K31.3 – Pyloric Stenosis in Adults (ICD-10)
K31.3 is an ICD-10 diagnosis code for acquired pyloric stenosis in adults – a narrowing of the gastric outlet that obstructs the passage of stomach contents into the small intestine.
Things worth knowing about "K31.3"
K31.3 is an ICD-10 diagnosis code for acquired pyloric stenosis in adults – a narrowing of the gastric outlet that obstructs the passage of stomach contents into the small intestine.

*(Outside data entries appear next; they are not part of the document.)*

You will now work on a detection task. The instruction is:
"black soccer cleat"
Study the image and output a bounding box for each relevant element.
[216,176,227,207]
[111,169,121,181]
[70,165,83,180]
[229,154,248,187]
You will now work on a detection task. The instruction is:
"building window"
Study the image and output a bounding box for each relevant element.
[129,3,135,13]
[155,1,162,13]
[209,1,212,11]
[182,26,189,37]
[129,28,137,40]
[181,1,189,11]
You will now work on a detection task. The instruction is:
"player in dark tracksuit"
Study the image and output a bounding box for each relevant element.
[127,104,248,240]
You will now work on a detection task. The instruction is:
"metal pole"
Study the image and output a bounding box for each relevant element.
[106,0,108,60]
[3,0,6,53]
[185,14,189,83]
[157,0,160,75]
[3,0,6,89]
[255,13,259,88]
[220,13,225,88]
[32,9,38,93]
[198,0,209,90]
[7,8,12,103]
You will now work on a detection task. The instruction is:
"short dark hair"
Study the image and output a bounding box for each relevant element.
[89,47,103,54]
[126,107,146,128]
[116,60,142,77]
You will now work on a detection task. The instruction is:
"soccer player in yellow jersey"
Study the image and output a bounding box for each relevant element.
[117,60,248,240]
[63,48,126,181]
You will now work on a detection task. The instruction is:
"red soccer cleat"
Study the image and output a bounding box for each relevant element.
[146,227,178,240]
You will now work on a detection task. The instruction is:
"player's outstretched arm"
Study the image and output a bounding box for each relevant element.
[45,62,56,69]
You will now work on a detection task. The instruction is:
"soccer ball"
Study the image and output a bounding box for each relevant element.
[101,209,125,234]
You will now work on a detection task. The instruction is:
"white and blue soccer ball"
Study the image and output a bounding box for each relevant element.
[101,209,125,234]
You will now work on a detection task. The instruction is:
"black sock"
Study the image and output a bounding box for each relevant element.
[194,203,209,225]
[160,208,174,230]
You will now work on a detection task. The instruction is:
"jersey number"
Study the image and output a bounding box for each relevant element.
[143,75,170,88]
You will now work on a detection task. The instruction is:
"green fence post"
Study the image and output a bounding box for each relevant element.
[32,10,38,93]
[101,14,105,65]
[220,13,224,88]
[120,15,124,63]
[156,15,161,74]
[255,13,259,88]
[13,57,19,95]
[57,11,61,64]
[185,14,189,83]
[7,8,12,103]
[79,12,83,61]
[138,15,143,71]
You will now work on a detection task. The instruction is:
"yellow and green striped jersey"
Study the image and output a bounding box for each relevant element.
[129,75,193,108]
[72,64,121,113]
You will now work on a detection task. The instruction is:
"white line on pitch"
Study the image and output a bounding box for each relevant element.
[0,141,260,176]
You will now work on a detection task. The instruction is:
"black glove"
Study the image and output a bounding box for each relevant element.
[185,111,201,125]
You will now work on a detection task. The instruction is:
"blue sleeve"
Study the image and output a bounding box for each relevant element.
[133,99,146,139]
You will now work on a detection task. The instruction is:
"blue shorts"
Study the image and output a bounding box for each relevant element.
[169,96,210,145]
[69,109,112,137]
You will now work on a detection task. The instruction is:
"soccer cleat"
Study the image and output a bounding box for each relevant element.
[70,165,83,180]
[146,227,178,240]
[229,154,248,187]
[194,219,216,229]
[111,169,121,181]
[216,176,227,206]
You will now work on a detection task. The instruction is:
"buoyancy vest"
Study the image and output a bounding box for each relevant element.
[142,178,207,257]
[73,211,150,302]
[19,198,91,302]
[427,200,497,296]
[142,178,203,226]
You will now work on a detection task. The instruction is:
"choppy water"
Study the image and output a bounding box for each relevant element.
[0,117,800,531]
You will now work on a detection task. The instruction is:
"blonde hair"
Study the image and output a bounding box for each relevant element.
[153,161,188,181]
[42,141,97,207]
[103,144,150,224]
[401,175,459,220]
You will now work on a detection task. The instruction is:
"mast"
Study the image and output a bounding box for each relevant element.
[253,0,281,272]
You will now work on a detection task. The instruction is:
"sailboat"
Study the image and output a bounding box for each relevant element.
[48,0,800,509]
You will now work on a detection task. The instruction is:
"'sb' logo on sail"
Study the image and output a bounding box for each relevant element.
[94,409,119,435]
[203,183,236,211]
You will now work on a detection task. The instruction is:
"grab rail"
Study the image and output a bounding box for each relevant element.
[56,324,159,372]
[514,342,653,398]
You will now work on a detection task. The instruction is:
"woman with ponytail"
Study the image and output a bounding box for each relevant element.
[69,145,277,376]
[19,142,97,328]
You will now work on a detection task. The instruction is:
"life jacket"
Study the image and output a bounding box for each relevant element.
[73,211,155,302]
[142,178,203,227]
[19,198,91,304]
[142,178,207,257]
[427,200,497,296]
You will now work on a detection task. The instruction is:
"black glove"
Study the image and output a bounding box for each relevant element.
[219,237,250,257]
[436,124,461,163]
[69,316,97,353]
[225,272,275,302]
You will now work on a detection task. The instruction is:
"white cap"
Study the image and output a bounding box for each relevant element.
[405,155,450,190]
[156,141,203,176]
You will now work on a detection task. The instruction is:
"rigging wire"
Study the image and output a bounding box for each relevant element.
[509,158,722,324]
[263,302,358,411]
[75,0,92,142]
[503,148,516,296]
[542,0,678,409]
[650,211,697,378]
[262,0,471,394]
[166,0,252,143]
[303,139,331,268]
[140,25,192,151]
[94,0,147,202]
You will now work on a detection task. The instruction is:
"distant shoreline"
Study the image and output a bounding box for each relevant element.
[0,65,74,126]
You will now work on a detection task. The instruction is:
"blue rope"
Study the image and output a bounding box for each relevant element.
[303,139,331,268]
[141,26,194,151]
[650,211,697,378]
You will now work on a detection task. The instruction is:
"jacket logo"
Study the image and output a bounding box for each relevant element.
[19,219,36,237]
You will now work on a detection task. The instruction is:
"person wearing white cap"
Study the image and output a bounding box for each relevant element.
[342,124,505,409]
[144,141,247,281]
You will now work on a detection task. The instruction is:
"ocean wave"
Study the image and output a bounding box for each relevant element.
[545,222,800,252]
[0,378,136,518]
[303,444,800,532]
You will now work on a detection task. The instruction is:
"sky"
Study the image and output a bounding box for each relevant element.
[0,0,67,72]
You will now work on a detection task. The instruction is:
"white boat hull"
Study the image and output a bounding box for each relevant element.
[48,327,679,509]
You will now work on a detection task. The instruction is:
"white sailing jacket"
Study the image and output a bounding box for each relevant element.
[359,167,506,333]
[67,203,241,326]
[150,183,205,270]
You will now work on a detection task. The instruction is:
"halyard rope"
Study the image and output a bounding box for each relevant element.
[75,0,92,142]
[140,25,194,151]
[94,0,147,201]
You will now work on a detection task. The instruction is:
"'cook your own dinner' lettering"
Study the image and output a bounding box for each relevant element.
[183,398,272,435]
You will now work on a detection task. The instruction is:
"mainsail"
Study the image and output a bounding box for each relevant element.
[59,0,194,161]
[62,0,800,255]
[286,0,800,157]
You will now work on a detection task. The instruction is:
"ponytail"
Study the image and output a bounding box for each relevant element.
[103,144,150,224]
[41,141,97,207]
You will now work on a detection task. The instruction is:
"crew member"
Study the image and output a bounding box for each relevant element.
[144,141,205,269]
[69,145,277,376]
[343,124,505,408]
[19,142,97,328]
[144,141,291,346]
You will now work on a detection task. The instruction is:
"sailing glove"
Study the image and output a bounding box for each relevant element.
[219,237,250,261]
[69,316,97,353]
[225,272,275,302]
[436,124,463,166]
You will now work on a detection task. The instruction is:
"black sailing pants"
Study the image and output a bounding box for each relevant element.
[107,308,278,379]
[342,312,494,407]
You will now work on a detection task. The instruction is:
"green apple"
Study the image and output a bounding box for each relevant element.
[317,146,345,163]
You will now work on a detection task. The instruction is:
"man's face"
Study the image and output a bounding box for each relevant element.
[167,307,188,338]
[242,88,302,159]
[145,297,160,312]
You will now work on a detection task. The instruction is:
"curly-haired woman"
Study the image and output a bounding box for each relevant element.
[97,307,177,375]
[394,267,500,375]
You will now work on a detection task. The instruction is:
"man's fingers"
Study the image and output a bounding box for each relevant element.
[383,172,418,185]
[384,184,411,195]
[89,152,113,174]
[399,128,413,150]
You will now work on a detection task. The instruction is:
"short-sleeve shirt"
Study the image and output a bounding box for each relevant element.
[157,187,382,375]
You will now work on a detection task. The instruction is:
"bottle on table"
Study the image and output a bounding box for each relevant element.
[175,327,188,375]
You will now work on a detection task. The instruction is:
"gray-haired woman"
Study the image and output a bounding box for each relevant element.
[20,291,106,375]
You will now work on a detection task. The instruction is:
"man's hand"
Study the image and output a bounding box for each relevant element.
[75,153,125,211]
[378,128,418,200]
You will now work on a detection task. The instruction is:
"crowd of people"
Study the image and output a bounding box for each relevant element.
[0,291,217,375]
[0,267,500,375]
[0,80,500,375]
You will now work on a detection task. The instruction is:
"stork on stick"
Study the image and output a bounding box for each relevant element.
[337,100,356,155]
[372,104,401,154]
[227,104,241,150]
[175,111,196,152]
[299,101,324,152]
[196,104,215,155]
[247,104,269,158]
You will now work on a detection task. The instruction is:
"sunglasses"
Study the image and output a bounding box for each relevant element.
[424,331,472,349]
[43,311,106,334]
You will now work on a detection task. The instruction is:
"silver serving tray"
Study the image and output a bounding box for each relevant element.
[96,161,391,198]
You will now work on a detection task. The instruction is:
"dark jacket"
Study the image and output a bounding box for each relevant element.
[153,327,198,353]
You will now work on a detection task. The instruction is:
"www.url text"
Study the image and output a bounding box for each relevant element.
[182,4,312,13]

What Does ICD-10 Code K31.3 Mean?
The ICD-10 code K31.3 refers to acquired pyloric stenosis in adults (non-congenital). The pylorus is the muscular valve at the lower end of the stomach that controls the passage of partially digested food (chyme) into the duodenum (the first part of the small intestine). When this opening becomes narrowed or obstructed, gastric emptying is impaired, leading to a range of digestive symptoms.
Causes
Unlike congenital pyloric stenosis in infants (ICD-10: Q40.0), acquired pyloric stenosis in adults is typically caused by:
- Peptic ulcer disease: Scarring and fibrosis following recurrent ulcers at or near the pylorus is the most common cause
- Malignancy: Gastric cancer or pancreatic head carcinoma can compress or invade the pylorus
- Chronic inflammation: Conditions such as Crohn's disease with gastric involvement
- Scar tissue formation: Following surgery or ingestion of corrosive substances
- Hypertrophic pyloric muscle: Rarely, primary muscular hypertrophy can occur in adults
Symptoms
Symptoms arise as a result of impaired or blocked gastric emptying and may include:
- Vomiting: Often large volumes of undigested or partially digested food, typically without bile
- Postprandial fullness: Feeling of bloating or heaviness shortly after eating
- Nausea: Persistent, especially after meals
- Weight loss: Due to reduced food intake and impaired nutrient absorption
- Upper abdominal pain or discomfort
- Belching and distension
- Dehydration and electrolyte disturbances: In severe or prolonged cases (e.g., hypochloremic metabolic alkalosis)
Diagnosis
Diagnosis is confirmed through a combination of clinical assessment and investigations:
- Esophagogastroduodenoscopy (EGD): Upper endoscopy is the gold standard – it allows direct visualization of the narrowing and biopsy sampling to exclude malignancy
- Barium meal / upper GI contrast study: Demonstrates delayed gastric emptying and the site of obstruction
- Abdominal ultrasound: Initial non-invasive assessment
- CT of the abdomen: To rule out tumors or external compression
- Gastric emptying scintigraphy: Functional measurement of stomach emptying time
Treatment
Treatment depends on the underlying cause of the stenosis:
Conservative Management
- Nasogastric decompression: To relieve gastric distension and correct fluid and electrolyte imbalances
- Proton pump inhibitors (PPIs): To reduce gastric acid secretion, particularly in ulcer-related stenosis
- Helicobacter pylori eradication: When H. pylori infection is identified as the causative factor
Interventional and Surgical Treatment
- Endoscopic balloon dilation: Minimally invasive widening of the stenosis using a balloon catheter – preferred in benign, scar-related cases
- Surgical pyloroplasty: Surgical widening of the pyloric channel
- Gastrectomy or gastric resection: In cases of malignant obstruction, depending on staging
- Gastrojejunostomy: Surgical bypass procedure for palliative management of inoperable tumors
References
- German Institute for Medical Documentation and Information (DIMDI) / BfArM: ICD-10-GM Version 2024, Code K31.3 – Pyloric stenosis, non-congenital. www.bfarm.de
- Lanas A, Chan FKL: Peptic ulcer disease. Lancet. 2017;390(10094):613-624. doi:10.1016/S0140-6736(16)32404-7
- Sabiston DC, Townsend CM (eds.): Sabiston Textbook of Surgery: The Biological Basis of Modern Surgical Practice. 21st ed. Elsevier, Philadelphia 2022.